Yeni şahit olduğumuz ve oldukça yabancısı bulunduğumuz manzaraları merakla izleyerek yürüttüğümüz yolculuğumuz öğle saatlerinde Kerbela’ya varmamızla son buldu. Burada bizi karşılayan Necefli kardeşimizin delaletiyle ilk önce “Hüseyniye Atebesi” olarak isimlendirilen Hüseyniye külliyesine gittik. Hüseyniye’de Hz. Hüseyin’in ve diğer bazı Kerbela şehitlerinin kabri bulunmaktadır. Üzerine görkemli bir mescit inşa edilmiş, kabir ve mescidin süslemeleri ise göz kamaştırıyordu. Şiiler ibadet mekânlarını ve kabirleri aşırı derecede süslüyorlar. Hüseyniye’deki süslemeler, renk uyumları, mimari tarz, insanı hayrette bırakacak derecede görkemli.
Caminin içi tıklım tıklım doluydu. “Erbain” matem günleri sayıldığı için herkes siyah elbise giyinmişti. Sadece Pakistan’dan gelmiş olan bir grubun beyaz Cellabiyeli olduğunu fark ettik. İnsanlar bir yandan namaz kılıyor, bir yandan ilahiler okuyordu. Türbe ziyaretçileri inanılmaz bir boyutta tazimde bulunuyorlardı. Türbeye dokunmaya çalışanlar büyük bir izdiham yaratıyordu. Biz ise uzaktan Fatiha okuyarak kenara çekildik.
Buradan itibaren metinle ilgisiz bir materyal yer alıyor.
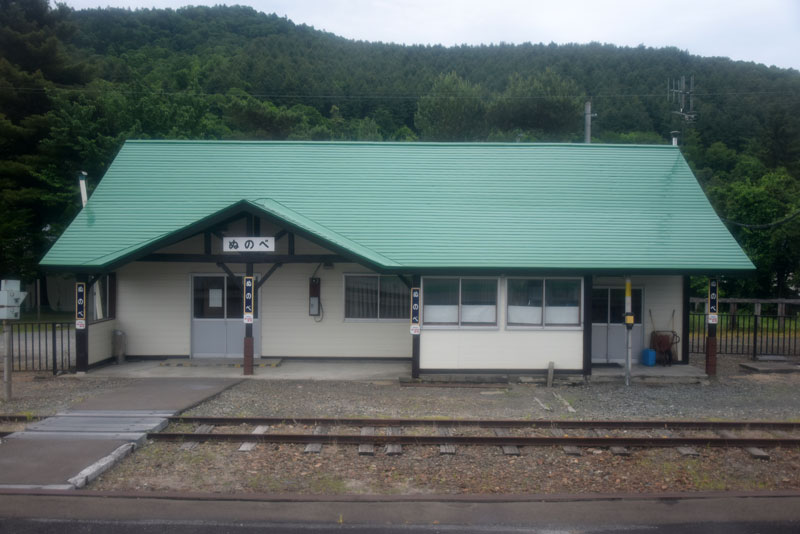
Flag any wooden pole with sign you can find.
[411,275,422,378]
[75,275,89,373]
[706,278,719,376]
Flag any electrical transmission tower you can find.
[667,76,697,123]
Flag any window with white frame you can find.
[422,278,497,326]
[506,278,581,326]
[344,274,410,319]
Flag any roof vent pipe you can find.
[78,171,89,208]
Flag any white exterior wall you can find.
[420,278,583,372]
[260,262,412,358]
[114,236,411,358]
[593,276,683,361]
[88,319,117,365]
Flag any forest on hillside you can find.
[0,0,800,297]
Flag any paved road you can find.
[0,492,800,534]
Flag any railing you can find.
[7,323,75,375]
[689,313,800,358]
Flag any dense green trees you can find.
[0,0,800,295]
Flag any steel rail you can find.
[147,432,800,448]
[169,416,800,431]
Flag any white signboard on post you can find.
[222,237,275,252]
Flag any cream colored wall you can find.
[261,264,412,358]
[420,278,583,371]
[593,276,683,361]
[117,262,195,356]
[115,234,411,358]
[88,319,117,365]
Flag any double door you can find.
[592,287,644,364]
[192,275,261,358]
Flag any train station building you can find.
[41,141,754,375]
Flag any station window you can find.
[344,274,410,320]
[422,278,497,326]
[506,278,581,326]
[87,273,117,322]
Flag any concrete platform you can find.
[739,361,800,373]
[90,359,411,382]
[71,378,240,413]
[0,437,127,486]
[589,363,708,384]
[0,378,240,487]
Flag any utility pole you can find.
[583,98,597,145]
[667,76,697,122]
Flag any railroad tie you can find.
[180,425,214,451]
[436,426,456,454]
[716,430,769,460]
[358,426,375,456]
[239,425,269,452]
[494,428,519,456]
[533,397,553,412]
[303,425,328,454]
[553,391,578,413]
[386,426,403,456]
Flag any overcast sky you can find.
[64,0,800,70]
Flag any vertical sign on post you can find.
[706,278,719,376]
[75,282,86,330]
[708,278,719,329]
[411,287,419,336]
[243,276,255,324]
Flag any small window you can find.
[344,275,410,319]
[422,278,459,325]
[544,280,581,326]
[507,278,544,326]
[461,278,497,326]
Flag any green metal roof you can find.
[41,141,754,273]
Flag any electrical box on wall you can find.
[308,278,320,317]
[0,280,28,319]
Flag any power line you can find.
[720,210,800,230]
[0,85,800,100]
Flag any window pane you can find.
[344,276,378,319]
[610,289,642,324]
[380,276,411,319]
[422,278,458,324]
[194,276,225,319]
[544,280,581,325]
[592,289,608,324]
[507,279,542,325]
[461,278,497,325]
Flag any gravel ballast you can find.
[90,358,800,494]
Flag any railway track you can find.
[148,417,800,458]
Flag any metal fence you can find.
[689,313,800,358]
[6,323,75,374]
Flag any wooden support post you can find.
[583,274,593,376]
[75,274,89,373]
[411,274,424,378]
[706,278,719,376]
[242,215,255,376]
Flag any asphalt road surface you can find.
[0,491,800,534]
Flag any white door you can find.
[192,274,261,358]
[592,287,644,364]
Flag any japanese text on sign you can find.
[222,237,275,252]
[411,287,420,336]
[243,276,255,324]
[75,282,86,330]
[708,278,719,324]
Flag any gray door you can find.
[192,275,261,358]
[592,288,644,363]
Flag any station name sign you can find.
[222,237,275,252]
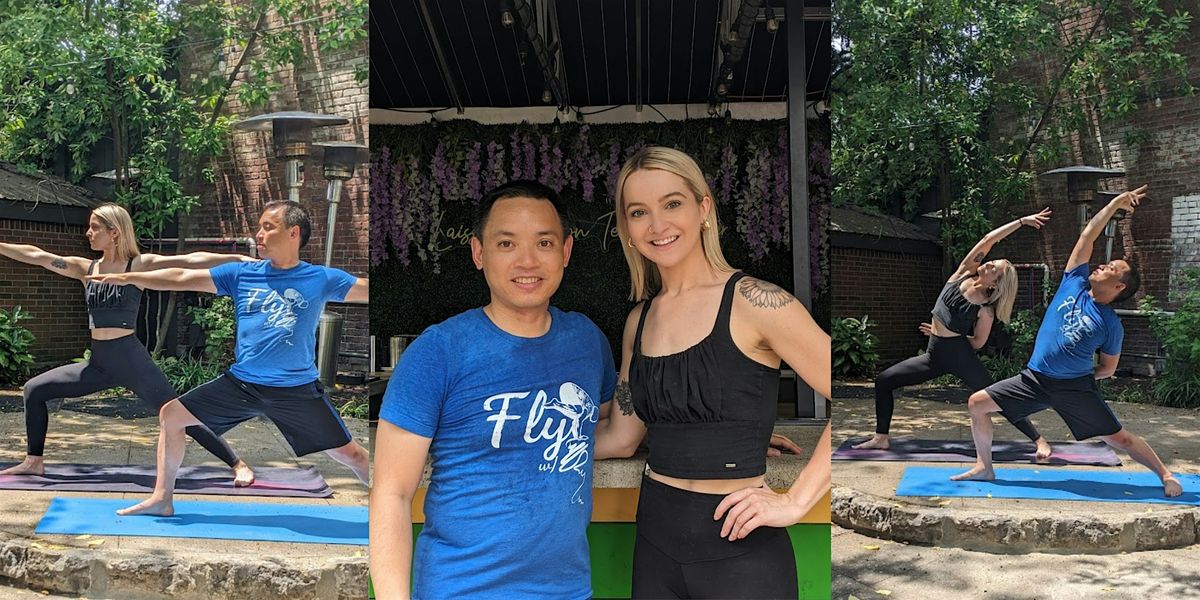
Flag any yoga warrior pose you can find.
[89,202,368,516]
[854,209,1051,460]
[0,204,254,487]
[596,146,830,599]
[950,186,1183,497]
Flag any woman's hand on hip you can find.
[713,486,804,541]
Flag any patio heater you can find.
[313,142,367,386]
[234,110,353,385]
[1042,164,1126,262]
[234,110,350,203]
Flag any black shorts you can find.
[986,368,1121,439]
[179,373,353,456]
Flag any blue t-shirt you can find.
[209,260,358,388]
[1030,264,1124,379]
[376,307,617,600]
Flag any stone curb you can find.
[0,535,367,600]
[832,485,1200,554]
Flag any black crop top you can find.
[934,275,979,335]
[629,272,779,479]
[84,258,142,329]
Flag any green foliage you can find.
[833,316,880,379]
[188,296,238,365]
[0,306,34,384]
[979,354,1028,382]
[370,120,829,359]
[0,0,367,236]
[155,356,224,394]
[337,398,371,419]
[832,0,1194,257]
[1139,268,1200,408]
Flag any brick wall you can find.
[830,245,946,368]
[995,2,1200,367]
[181,2,370,371]
[0,218,94,366]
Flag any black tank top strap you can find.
[713,271,746,341]
[634,298,654,355]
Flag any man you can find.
[371,181,617,600]
[90,202,370,516]
[950,186,1183,497]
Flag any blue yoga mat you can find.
[36,498,367,546]
[896,466,1200,506]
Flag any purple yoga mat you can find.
[833,438,1121,467]
[0,463,334,498]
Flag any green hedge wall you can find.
[370,119,829,358]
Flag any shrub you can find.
[1139,269,1200,408]
[155,356,223,394]
[0,306,34,384]
[833,316,880,379]
[188,296,238,365]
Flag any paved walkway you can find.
[833,384,1200,553]
[0,390,367,600]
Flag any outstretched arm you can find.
[1066,184,1150,271]
[88,269,217,294]
[595,305,646,461]
[138,252,258,271]
[0,242,91,280]
[950,209,1051,280]
[370,420,432,599]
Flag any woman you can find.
[854,209,1051,460]
[0,204,254,487]
[596,146,830,599]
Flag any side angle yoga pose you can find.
[854,209,1051,460]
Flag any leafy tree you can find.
[833,0,1194,257]
[0,0,367,349]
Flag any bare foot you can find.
[0,456,46,475]
[116,496,175,517]
[1163,475,1183,498]
[1033,438,1054,462]
[233,461,254,487]
[950,464,996,481]
[853,433,890,450]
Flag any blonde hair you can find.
[91,202,142,260]
[990,260,1016,324]
[614,146,736,300]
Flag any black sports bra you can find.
[629,272,779,479]
[932,275,979,335]
[84,258,142,329]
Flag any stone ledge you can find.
[0,535,367,600]
[832,485,1200,554]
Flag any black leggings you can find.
[632,476,799,600]
[25,335,238,467]
[875,336,1042,440]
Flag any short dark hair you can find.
[1112,259,1141,302]
[472,179,571,240]
[263,200,312,248]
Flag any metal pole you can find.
[786,0,828,419]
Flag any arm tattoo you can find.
[738,277,796,308]
[612,380,634,416]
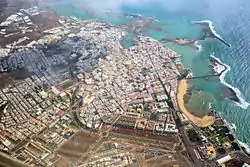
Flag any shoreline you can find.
[177,79,215,127]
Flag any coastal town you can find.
[0,3,250,167]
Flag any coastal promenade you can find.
[177,79,215,127]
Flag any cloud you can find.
[79,0,244,17]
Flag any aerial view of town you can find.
[0,0,250,167]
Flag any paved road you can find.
[0,152,27,167]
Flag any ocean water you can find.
[38,0,250,151]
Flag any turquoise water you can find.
[39,0,250,151]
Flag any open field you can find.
[177,80,215,127]
[58,131,99,160]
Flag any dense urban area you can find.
[0,3,249,167]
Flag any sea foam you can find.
[223,119,250,154]
[191,20,223,40]
[210,54,250,109]
[194,41,203,52]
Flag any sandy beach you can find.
[177,80,214,127]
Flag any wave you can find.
[210,54,250,109]
[104,10,111,13]
[191,20,231,47]
[237,140,250,154]
[191,20,222,39]
[194,41,203,52]
[223,119,250,154]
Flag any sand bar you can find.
[177,80,215,127]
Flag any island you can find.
[0,3,248,167]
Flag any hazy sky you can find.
[82,0,244,17]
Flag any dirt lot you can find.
[112,128,179,143]
[58,131,99,161]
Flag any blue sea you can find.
[38,0,250,151]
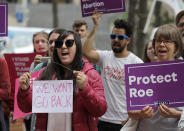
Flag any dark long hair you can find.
[143,40,154,62]
[153,24,183,59]
[41,30,83,93]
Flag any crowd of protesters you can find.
[0,10,184,131]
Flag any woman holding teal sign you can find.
[126,24,184,131]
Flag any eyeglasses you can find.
[110,34,128,40]
[156,40,174,45]
[48,40,55,45]
[55,39,74,48]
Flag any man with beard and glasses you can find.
[176,10,184,58]
[83,11,143,131]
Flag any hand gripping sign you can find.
[32,80,73,113]
[125,60,184,110]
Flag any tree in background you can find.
[128,0,148,57]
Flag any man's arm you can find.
[82,11,102,64]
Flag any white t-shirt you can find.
[97,50,143,124]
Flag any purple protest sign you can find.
[81,0,125,17]
[125,60,184,110]
[0,3,8,37]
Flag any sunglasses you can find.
[110,34,128,40]
[55,39,74,48]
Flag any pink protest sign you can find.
[13,71,39,120]
[81,0,125,17]
[32,80,73,113]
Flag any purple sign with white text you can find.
[81,0,125,17]
[0,3,8,37]
[125,60,184,110]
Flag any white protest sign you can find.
[32,80,73,113]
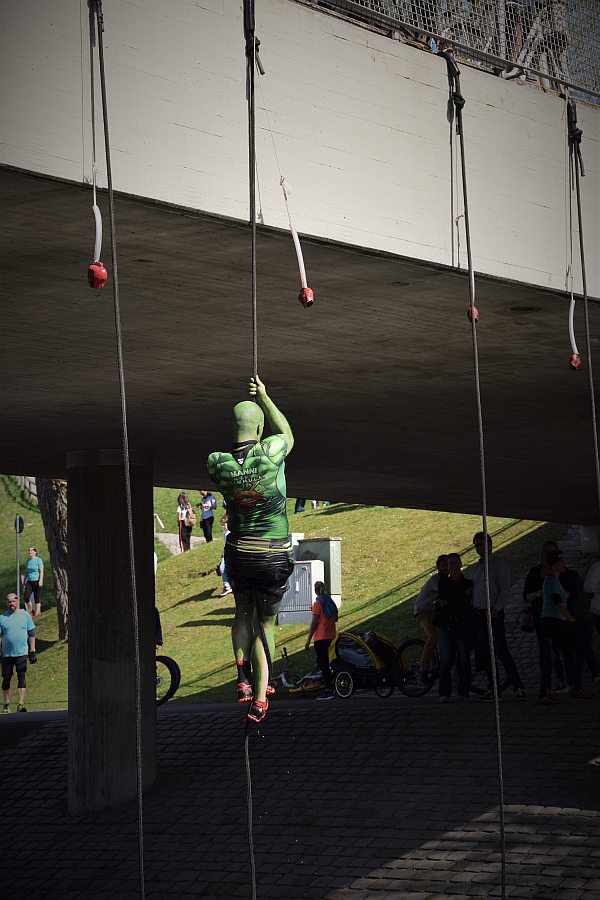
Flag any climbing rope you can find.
[438,50,506,900]
[244,718,256,900]
[244,0,268,900]
[95,0,146,900]
[244,0,260,377]
[567,99,600,512]
[258,72,315,307]
[564,92,581,370]
[88,5,108,288]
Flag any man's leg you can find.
[315,639,333,691]
[15,656,27,712]
[2,656,14,712]
[437,628,454,697]
[456,634,471,697]
[231,589,254,700]
[492,612,523,691]
[23,581,33,615]
[252,594,280,703]
[31,581,42,619]
[473,610,493,691]
[417,609,437,674]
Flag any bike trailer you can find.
[329,631,397,697]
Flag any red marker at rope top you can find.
[298,287,315,309]
[88,259,108,288]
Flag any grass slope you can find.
[0,478,565,709]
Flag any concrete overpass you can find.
[0,0,600,522]
[0,0,600,811]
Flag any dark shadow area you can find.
[0,699,600,900]
[34,636,58,656]
[177,619,231,628]
[312,503,366,516]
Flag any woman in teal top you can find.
[539,550,575,706]
[24,547,44,618]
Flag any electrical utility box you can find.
[579,525,600,553]
[296,538,342,609]
[277,559,325,625]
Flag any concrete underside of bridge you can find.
[0,169,600,523]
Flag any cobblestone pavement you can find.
[0,524,600,900]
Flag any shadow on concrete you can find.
[0,699,600,900]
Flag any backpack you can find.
[317,594,338,622]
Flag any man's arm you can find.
[304,614,319,650]
[249,375,294,453]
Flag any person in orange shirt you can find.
[304,581,338,700]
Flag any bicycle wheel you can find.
[375,669,396,697]
[471,657,510,696]
[333,669,355,700]
[394,638,437,697]
[156,656,181,706]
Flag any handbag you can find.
[520,603,534,632]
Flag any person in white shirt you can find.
[473,531,527,701]
[414,553,449,683]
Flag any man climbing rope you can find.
[208,376,294,722]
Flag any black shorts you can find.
[0,656,27,691]
[225,544,294,604]
[23,581,42,603]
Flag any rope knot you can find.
[452,91,466,110]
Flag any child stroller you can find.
[329,631,397,698]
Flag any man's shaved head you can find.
[233,400,265,441]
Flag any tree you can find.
[35,478,69,641]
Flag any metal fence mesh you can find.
[313,0,600,105]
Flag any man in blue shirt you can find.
[24,547,44,618]
[0,593,37,713]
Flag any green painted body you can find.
[208,434,289,543]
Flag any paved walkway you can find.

Hüseyniye’de bir de cenaze törenine şahit olduk. Şehit olarak saydıkları birinin cenaze töreni yapıldı. Resmi üniforma giyen kalabalık bir grubun sıra sıra dizili bir şekilde icra ettikleri bu törene camide bulunan cemaatin önemli bir kısmı da eşlik etti. Cenaze merasiminden önce kısa bir Kur’an okundu ve ardından ilahi ve marşlara geçildi. Katılımcıların okunan ilahiler eşliğinde kendinden geçtiği, kimisinin hüngür hüngür ağladığı bu merasim sırasında insanların hep birlikte “Lebbeyk Ya Hüseyin” nidaları eşliğinde şehadet parmaklarıyla Hz. Hüseyin’e işaret etmeleri bize çok ilginç gelse de katılımcıları kendinden geçirecek derecede coşturucuydu. Gördüğümüz kadarıyla bu tür merasimlerle halkın motivasyonu arttırılmaya çalışılıyordu.
Hz. Hüseyin camisinin tam karşısında Kardeşi Abbas’ın kabri ve üzerine aynı tarzla inşa edilen cami ve medreselerden oluşan “Abbasiye Külliyesi” bulunmaktadır. İhtişam yönünden Hüseyniye’den pek de geri kalmayan Abbasiye Külliyesi de özel öneme sahip mekânlardan biri. İki külliye arasında bulunan ve üzeri kapalı alanda çeşitli savaş maketleri sergileniyordu. Oldukça ilgi çekici olan bu sergiyi inceleyerek yolumuza devam ettik. Hüseyniye Külliyesiyle benzer görüntülere sahne olan Abbasiye Külliyesini ziyaret ettikten sonra Necef’e doğru yola koyulduk.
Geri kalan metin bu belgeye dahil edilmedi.